I went to the ER last week.
It wasn't anything major. I've had pain in left pelvic area for about a year, off and on. I have diagnosed it to be my ovary. I then diagnosed myself to have ovarian and skin cancer as well as a Fallopian tube pregnancy and STD's. This basically means nothing, since I give myself the same diagnose when I come down with a head cold, but there you go. (It could be residual from my college years, when you went into the clinic with a sprained ankle and they gave you a rape test.)
Anyway, the problem is this: I've had pain in what does actually turn out to be my left ovary and when I'm not on the pill I do not get my period.
J and I have been talking about a family, so this is pretty scary.
I went into the ER because the pain got really bad and by this point I'm kinda freaked out about the whole thing. Long story short, Army hospitals are places unto themselves and, after an ultrasound and the whole bit, they believe I have endometriosis.
I know that this isn't even close to the worst case scenario- a lot of women have this, including my own mother who was clearly able to conceive (although it did take them 5 years and lotsa drugs.)
For the next several months I'm going to track my temperature, since my primary told me that's what any fertility specialist would want see first. Also, since I've basically been on the pill for 12 years, he told me my body will most likely need to readjust and we shouldn't really consider ourselves "infertile" until after a year and a half of trying.

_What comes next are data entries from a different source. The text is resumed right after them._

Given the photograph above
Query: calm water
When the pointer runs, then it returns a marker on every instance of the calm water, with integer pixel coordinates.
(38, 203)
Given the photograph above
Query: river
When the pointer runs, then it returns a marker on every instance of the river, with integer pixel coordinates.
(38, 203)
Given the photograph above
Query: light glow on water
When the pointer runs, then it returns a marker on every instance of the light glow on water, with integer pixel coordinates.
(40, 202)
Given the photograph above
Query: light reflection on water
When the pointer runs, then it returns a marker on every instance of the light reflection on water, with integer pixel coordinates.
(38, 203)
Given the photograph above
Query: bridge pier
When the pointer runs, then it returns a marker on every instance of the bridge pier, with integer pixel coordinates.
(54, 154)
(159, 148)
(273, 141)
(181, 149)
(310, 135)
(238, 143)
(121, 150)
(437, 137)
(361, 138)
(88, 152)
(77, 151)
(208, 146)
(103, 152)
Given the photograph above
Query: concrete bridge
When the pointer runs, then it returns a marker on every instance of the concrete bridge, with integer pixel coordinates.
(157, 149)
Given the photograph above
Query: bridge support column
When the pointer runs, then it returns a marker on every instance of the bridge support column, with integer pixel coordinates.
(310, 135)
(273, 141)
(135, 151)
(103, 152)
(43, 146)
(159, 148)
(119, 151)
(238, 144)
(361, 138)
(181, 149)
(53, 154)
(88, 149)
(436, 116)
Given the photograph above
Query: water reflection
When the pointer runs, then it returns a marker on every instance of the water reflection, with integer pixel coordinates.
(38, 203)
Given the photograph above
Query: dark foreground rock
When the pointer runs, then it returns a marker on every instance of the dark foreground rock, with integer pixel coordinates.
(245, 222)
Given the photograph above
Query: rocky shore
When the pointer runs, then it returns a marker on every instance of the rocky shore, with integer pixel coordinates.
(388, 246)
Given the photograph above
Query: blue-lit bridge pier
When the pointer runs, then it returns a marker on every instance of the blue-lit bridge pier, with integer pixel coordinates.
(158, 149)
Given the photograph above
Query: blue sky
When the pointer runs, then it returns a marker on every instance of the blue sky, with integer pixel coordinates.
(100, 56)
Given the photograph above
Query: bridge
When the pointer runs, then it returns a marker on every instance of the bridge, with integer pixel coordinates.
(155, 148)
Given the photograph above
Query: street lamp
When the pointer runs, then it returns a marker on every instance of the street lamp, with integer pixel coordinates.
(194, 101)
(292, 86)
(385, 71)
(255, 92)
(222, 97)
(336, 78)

I was totally ok until he threw out the word "infertile" as though it was some everyday word, just as easy as you would say, "Honey, your keys are on the nightstand."
I've found the older I get the more I realize how the world just moves right along, even if things in your own little world might be falling apart a bit.
I don't actually think my walls are crumbling in- in fact, I'm trying to look at this like J would- see an obstacle, find a solution, take action kind of thinking.
We're just another couple, joining the ranks of other couples who find that making a baby is, in fact, as easy as pie.
Because pie is actually not f*cking easy to make and I've never understood that expression.